Chris Todd, from Bromham, gave up 10 hours after starting out from north Wales for the Irish Republic when the rudders on his "Tredalo" failed.

He planned to try again, but the Tredalo broke up and sank in heavy seas as it was being towed back for repairs.

"So I'm afraid I don't have the Tredalo any more - but I've solved the problem of where to store it," Mr Todd said.

It took the 35-year-old engineer just under a year to build the raft in his back garden.

Mr Todd had hoped to make the crossing between Trearddur Bay near Holyhead to Greystones Harbour by walking the wheel for up to 48 hours.

'Just gutted'

"When I set off on Sunday the conditions were ideal and the forecast was really good," said Mr Todd.

Chris Todd Mr Todd was expecting to consume 30 litres of water and 36,000 calories

"Then the wind started to pick up and the waves - which were pretty nasty out there - started to give the raft a bit of a battering.

"But the wheel was coping really well with the waves and the progress was far better then I could have ever hoped.
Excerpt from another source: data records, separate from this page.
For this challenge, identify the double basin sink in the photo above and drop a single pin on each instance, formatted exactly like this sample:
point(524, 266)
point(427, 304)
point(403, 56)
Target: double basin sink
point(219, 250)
"Unfortunately the rudders weren't and they failed - I'm just gutted they weren't stronger - if they had been I would probably be in Ireland."

Rudderless, Mr Todd said he was left with "no option than to take a tow" back to Wales with the safety boat.

'Raise more'

"I think I was about 26 miles out at the time the rudders gave way - which was almost half way," said Mr Todd.

"But sadly in the heavy seas after two hours of towing the craft - it disintegrated and sank so I'm afraid I don't have the Tredalo any more."

Mr Todd was hoping to raise £20,000 for the Wiltshire Blind Association and the Royal National Lifeboat Institution (RNLI).

"Such an enormous effort and to get nearly half way across the Irish Sea - I was hoping to raise a bit more for the RNLI and the Wiltshire Blind Association," he said.

"So I'm hoping people will recognise the effort and the spirit in which it was undertaken and perhaps donate a little to help the charities."